Aus den vielen Kontakten und Gesprächen mit AnarchistInnen aller Couleur und der unbefriedigenden politischen Praxis sich ständig auflösender Gruppen kristallisierte sich für Horst die Notwendigkeit eines konkreten anarchistischen Projektansatzes heraus. Hierzu schrieb er bis Mitte der 1980er Jahre ein Konzept, das „Projekt A“, das in einer Anfangsauflage von 1.000 numerierten Exemplaren durch persönliche Übergabe verteilt und dann diskutiert wurde.

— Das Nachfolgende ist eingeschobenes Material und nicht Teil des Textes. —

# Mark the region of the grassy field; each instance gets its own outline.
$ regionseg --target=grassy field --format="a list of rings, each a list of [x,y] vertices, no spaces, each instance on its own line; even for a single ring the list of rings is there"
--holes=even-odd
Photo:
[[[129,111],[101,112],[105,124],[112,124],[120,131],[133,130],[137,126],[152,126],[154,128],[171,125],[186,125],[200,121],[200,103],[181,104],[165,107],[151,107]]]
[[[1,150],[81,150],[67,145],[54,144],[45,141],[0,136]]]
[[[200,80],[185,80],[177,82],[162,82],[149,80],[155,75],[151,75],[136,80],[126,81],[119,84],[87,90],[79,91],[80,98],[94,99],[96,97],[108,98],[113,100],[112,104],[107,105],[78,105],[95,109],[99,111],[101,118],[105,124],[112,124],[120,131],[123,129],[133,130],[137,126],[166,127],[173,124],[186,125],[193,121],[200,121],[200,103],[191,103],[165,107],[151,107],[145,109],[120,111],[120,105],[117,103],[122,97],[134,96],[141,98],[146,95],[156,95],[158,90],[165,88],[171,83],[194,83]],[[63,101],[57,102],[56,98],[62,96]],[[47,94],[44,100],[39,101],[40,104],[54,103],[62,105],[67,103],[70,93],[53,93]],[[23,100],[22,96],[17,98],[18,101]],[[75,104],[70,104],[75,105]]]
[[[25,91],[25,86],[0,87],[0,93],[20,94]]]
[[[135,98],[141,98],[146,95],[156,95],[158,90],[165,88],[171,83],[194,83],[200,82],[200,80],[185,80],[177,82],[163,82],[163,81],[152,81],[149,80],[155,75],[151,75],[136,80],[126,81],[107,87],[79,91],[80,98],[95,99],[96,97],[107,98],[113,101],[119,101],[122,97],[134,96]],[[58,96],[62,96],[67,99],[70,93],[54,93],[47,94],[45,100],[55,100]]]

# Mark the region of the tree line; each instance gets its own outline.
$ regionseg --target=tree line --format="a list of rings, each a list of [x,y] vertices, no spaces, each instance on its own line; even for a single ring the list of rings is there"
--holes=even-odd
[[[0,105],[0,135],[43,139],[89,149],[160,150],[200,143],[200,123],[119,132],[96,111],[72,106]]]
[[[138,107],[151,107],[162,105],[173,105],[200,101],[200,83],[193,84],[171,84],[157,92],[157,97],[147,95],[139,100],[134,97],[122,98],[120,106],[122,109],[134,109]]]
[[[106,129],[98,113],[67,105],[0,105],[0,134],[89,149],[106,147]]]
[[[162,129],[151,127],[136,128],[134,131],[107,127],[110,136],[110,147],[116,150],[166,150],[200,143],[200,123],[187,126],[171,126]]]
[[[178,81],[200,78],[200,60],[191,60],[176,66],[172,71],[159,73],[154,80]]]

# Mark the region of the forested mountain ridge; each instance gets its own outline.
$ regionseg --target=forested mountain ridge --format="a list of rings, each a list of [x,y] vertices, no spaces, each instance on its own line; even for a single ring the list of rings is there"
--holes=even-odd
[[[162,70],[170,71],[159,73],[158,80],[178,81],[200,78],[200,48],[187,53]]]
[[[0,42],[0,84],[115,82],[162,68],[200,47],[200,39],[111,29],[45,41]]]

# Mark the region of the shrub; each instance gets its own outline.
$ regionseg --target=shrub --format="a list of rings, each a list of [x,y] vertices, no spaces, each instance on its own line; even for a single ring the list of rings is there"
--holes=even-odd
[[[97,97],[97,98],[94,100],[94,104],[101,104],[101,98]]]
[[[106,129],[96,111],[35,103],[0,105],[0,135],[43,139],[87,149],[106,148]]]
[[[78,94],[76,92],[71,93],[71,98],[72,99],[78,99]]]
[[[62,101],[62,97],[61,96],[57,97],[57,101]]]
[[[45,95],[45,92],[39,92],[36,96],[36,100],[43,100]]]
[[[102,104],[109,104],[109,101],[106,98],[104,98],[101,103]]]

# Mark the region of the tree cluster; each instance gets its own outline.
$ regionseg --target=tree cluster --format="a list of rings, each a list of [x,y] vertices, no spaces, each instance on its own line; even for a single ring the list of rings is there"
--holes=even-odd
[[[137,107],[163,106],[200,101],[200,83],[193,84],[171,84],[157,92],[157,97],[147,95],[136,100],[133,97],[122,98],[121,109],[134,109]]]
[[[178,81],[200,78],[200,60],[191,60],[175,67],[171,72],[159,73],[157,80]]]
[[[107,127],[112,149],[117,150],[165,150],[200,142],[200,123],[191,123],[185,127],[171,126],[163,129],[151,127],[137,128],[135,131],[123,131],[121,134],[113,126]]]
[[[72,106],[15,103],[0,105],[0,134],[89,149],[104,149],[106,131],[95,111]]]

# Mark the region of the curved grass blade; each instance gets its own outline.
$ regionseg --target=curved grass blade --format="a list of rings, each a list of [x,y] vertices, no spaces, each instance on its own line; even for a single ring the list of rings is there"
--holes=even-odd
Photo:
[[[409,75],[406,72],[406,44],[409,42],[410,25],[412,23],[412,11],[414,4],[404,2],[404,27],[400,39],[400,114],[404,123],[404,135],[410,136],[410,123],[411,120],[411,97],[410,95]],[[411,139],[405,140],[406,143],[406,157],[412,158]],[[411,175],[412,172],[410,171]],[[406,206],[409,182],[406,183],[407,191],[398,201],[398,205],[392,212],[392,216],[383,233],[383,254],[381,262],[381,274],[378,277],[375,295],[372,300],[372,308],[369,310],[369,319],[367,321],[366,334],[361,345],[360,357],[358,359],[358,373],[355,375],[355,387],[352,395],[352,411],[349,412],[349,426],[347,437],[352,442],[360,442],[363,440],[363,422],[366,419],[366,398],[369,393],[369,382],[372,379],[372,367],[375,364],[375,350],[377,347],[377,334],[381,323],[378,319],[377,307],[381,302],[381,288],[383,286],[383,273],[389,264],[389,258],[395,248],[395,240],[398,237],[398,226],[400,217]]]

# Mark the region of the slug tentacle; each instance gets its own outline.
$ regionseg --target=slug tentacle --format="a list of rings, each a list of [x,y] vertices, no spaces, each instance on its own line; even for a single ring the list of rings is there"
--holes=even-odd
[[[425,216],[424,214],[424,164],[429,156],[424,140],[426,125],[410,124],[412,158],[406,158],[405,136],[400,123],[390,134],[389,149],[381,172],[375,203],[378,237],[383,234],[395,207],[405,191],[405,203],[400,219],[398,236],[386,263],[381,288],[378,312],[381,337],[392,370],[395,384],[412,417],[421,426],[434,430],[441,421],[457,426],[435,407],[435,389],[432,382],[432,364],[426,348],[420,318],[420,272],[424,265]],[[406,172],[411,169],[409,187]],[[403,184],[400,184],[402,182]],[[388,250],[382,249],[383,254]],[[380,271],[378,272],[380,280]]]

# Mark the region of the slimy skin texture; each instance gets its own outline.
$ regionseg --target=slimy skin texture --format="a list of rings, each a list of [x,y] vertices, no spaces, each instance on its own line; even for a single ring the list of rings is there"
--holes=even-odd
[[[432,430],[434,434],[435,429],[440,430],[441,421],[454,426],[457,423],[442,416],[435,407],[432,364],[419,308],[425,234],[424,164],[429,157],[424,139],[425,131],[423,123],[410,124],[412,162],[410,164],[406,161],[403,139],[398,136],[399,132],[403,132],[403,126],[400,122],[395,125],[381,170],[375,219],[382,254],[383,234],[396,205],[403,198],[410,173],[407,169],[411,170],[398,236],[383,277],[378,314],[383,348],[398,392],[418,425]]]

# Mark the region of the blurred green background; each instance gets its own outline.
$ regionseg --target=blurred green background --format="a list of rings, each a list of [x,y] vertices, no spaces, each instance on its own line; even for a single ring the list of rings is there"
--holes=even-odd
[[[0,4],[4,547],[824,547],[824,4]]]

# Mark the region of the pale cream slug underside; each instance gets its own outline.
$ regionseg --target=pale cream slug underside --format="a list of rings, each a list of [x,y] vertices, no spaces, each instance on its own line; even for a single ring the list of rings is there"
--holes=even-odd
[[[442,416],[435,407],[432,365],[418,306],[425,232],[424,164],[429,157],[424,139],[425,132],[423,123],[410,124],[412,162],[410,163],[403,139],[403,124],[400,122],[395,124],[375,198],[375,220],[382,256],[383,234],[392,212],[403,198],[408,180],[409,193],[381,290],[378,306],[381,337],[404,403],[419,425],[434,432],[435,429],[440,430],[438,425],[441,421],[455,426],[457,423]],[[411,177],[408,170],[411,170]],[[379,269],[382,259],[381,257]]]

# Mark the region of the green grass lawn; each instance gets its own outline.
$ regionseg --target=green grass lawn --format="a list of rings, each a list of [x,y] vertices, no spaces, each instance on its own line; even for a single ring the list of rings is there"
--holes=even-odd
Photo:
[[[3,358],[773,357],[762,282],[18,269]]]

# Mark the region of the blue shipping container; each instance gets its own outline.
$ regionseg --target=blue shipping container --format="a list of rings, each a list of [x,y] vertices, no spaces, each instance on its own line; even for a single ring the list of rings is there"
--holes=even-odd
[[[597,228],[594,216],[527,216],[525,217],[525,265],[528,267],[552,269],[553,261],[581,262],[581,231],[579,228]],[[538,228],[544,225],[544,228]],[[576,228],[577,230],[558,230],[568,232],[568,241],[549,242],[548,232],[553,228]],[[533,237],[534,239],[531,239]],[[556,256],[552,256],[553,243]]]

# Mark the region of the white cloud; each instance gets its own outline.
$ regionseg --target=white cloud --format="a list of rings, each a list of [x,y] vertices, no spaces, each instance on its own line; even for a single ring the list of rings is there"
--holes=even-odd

Das Konzept war kurz gefasst die Idee, mit mindestens 200 Leuten in eine Kleinstadt zusammen zu ziehen und dort eine interaktionsfähige und handlungsstarke AnarchistInnengemeinde zu bilden, statt – wie bis heute – atomisiert und vereinzelt irgendwo zu hausen, frustriert zu sein und wenig erreichen zu können. Es sollte eine sich gegenseitig stützende, anarchistische Infrastruktur entstehen und ein für alle Beteiligten befriedigendes Privatleben in einer echten libertären Gemeinschaft. Gleichzeitig sollte der ansässigen Bevölkerung dadurch beiläufig gezeigt werden, dass AnarchistInnen „ganz normale Menschen“ sind.
Worum es eben NICHT ging, war „eine Kleinstadt zu unterwandern“ und sie als „Anarchosekte“ zu „übernehmen“. Auch NichtanarchistInnen, wenn sie denn die Strukturen gut fanden, sollten in der A-Community Aufnahme finden. Horsts damals für orthodoxe Linke provozierendes Ideal war, die Direkte Aktion direkt neben der BILD zu platzieren und zu verkaufen.
Es kam alles ganz anders: statt 200 Leuten zogen ein paar Jahre später, 1989, nach einem Hals-über-Kopf einberufenen „Sekt-Treffen“ (Horst war immer sehr kreativ in plakativen Namensfindungen), nur etwa 20 Leute nach Alsfeld in Hessen und das auch noch völlig unkoordiniert. Ein paar wenige Häuser wurden überstürzt aus Privatvermögen gekauft und losgelegt: erstmal mit Renovieren und Jobs finden. Nach und nach zogen ein paar Leute hinterher, auch Horst mit Freundin Uli. Aber es blieb weit entfernt von 100, geschweige denn 200 Personen als kritischer Startmasse. Hinzu kam noch die unglückliche Mischung dieser anfangsbegeisterten Willigen. Ein nicht zu unterschätzendes Problem war auch unmäßiger Alk- und Drogenkonsum einiger.
Horst zog sich schließlich frustriert von fast allen zurück und als schließlich klar war, dass das Ganze in einem großen Kladderadatsch enden würde, verließen schon die ersten ProtagonistInnen wieder Alsfeld.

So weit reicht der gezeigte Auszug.